Wednesday, June 19, 2013

Book Review: The Blue Blazes

The Blue Blazes (Mookie Pearl, #1)The Blue Blazes by Chuck Wendig
My rating: 5 of 5 stars

Before I begin, first the disclaimer. I don't know if this review would spoil anything for you people looking to read this book, but think of this as a warning just in case something comes up you don't want see.

I'm going to confess my undying love here. I love this man's work. LOVE with caps and italics, even in my voice. I hardly get excited over things that are released: movies, television, video games, and most books. But when Wendig announces that he has a new book hitting shelves in a couple of weeks (and he releases a lot of them) my reaction is often, "Now! Give it to me! I fling my cash at you! I demand you move faster, Time! No wonder people say you're old." My enthusiasm could even drown out the enthusiasm of my SuperWhoLock friends, and those fangirls smack you in the face with their fandom. (But I usually play it down. Being that devoted to people you don't even know is weird. Especially when you have their faces plastered all over the wall, digital and real.)

That said, I'm not afraid to point out the flaws of things I love. I see no point in being unrealistic if it still isn't going to change how you feel about something. This is where I admit that there isn't one thing I didn't love about Blue Blazes. It's very hard to find urban fantasy these days that isn't strong chick falls in love with vampire/werewolf/monster/human-male-with-personality-disorder. Face it, you know I'm right. It's like trying to shake a stick and not hit a bra or panties in a lingerie store. After reading books by genre-benders like Wendig and Lawrence (who I also worship by gushing over his books and recommending them often) I'm always looking for more.

Mookie Pearl is a thug for the Organization. They keep everything in line between the gangs and anything that wanders up from the Great Below, especially when it comes to Cerulean. Cerulean, most commonly known as Blue Blazes, is a drug created from veins found in the Underworld. It lets you see the true nature of the creepy-crawlies, makes you faster, stronger, and can lead to addiction like all substances. Mookie is a Blazer because he has to be. He needs to see these other things so he can crack their skulls. That's his job. Then his daughter Nora, whom he is not on good terms with, tells him that his Boss has cancer. And naturally, everything starts to spiral down.

Wendig does something not seen in his other novels, he world builds. He has made his own type of hell, and doesn't just borrow from other lore. It certainly influenced him, but this is all him. The most distinct thing is that there are three pigments: Blue Blazes, Red Rage, Golden Gate, Green Grave, and Violet Void. Blue is common, it does as described. Red is Hulking Out, going Super Saiyan. Muscles bulge like you're some roid-raging freak and anger takes over.

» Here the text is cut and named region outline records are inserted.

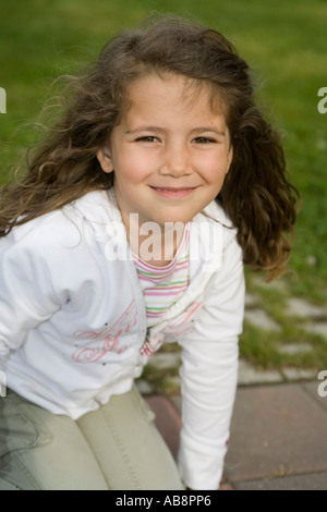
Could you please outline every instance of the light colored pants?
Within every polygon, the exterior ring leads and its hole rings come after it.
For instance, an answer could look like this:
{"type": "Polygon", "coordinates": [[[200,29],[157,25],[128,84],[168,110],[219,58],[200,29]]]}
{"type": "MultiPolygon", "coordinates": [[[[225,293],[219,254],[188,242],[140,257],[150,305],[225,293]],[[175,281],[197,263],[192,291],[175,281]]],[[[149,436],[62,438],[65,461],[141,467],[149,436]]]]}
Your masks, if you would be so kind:
{"type": "Polygon", "coordinates": [[[134,387],[76,422],[0,398],[0,490],[178,490],[177,465],[134,387]]]}

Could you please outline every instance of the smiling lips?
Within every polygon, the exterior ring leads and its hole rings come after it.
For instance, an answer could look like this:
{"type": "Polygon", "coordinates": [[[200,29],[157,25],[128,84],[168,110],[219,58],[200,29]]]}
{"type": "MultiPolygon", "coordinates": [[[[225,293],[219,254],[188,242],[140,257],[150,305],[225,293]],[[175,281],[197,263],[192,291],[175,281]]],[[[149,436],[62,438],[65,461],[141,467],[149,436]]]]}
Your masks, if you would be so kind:
{"type": "Polygon", "coordinates": [[[195,188],[197,188],[196,186],[179,186],[179,187],[174,187],[174,186],[152,186],[153,191],[155,191],[158,195],[160,195],[161,197],[165,197],[167,199],[182,199],[183,197],[186,197],[187,195],[190,195],[193,191],[195,191],[195,188]]]}

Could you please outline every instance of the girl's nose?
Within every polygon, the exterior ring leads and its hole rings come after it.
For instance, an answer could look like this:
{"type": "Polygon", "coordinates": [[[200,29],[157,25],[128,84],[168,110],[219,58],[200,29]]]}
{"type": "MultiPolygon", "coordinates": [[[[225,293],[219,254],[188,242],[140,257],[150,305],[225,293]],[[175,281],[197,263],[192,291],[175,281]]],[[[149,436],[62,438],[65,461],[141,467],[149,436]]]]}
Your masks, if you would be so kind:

Yellow takes you to the very heart of the Great Below. Green we never see. And Purple, well, let me just say that I don't want to spoil it.

Then there are the different layers of the Great Below. The first level is the Shallows. It's the more accessible part. It's where the town of the dead, Daisypusher, is located. (I recommend reading Bait Dog and his Miriam Black books so you can spot the easter eggs.) After the Shallows is the Tangle, a place of twisting catacombs where anyone can get lost. At the bottom of it all is the Expanse. Worm-like gods wallow in perpetual hunger in the Expanse. They're just the right amount of unsettling to make them ominous. I loved it.

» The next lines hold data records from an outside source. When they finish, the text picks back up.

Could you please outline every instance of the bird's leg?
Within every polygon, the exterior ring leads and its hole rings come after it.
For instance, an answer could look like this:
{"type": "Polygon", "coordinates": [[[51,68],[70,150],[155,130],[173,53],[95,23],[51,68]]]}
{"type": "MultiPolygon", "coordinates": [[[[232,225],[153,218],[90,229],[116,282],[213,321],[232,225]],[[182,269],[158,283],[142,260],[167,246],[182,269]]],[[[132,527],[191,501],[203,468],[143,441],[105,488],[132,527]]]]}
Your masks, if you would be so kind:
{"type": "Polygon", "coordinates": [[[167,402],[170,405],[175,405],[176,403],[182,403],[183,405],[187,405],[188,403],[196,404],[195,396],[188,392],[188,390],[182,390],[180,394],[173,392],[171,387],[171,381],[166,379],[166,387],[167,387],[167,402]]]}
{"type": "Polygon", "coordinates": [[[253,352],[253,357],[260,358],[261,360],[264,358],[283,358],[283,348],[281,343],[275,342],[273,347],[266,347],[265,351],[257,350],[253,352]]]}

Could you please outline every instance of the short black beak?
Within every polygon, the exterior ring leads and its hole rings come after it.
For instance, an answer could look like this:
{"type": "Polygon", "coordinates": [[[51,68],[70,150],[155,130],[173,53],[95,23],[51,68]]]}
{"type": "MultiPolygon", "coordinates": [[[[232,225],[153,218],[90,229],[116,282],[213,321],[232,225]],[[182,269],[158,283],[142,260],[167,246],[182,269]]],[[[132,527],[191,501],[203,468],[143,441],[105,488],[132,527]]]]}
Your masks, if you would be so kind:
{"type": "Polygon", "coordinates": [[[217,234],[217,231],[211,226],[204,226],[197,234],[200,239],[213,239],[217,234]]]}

Mookie himself is a great rounded out character. He's the loyal lug-head, but you don't want to get on his bad side. Scarred head to toe both inside and outside, he'll do anything for people he loves and anything to people who screw him over. Mookie is solid and predictable in the way you want your character to be. You know he'll fight tooth and nail, even if he looses in the end. Giving up isn't in his DNA.

And that brings me to his daughter, Nora. Nora still harbors teenage vitriol towards daddy for not being around. While she's mostly hot air, we know she's not afraid to put a bullet in someone if she so desires. Nora guards her hurt close, like her father, making them more alike than just as people I wouldn't want to wrong. Oh, and she's written just as well.

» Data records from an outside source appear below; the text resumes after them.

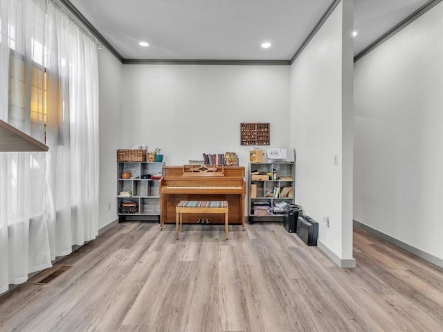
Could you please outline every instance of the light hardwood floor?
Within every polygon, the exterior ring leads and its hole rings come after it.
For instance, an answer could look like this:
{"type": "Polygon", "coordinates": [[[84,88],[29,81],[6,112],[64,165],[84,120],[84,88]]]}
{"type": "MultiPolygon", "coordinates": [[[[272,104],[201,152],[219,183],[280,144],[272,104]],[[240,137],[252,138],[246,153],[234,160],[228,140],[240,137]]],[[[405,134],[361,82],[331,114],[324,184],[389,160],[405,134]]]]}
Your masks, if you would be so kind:
{"type": "Polygon", "coordinates": [[[443,269],[356,228],[338,268],[280,223],[126,222],[0,298],[5,331],[441,331],[443,269]]]}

And then there's Skelly. She's a tough as nails former derby girl turned gang leader. I loved her character development. There was something refreshing about it. You don't see many tough chicks, a urban fantasy staple, question the image they give to people. What Skelly goes through makes her discover what she's made of and not made of. I want to see more of her.

Face it, Wendig can write a female character. He can write just about any character really. They all come out well done with their own distinctions. Even his side characters. Hell, even his made up gangs all have personality just in their descriptions. (The Get-Em Girls rock my socks.) Every part of Wendig's little world in Blue Blazes has a well finished touch, and I know we're going to be seeing more of it in the future.

Sorry if I did nothing but gush again, but what can you do when faced with good writing?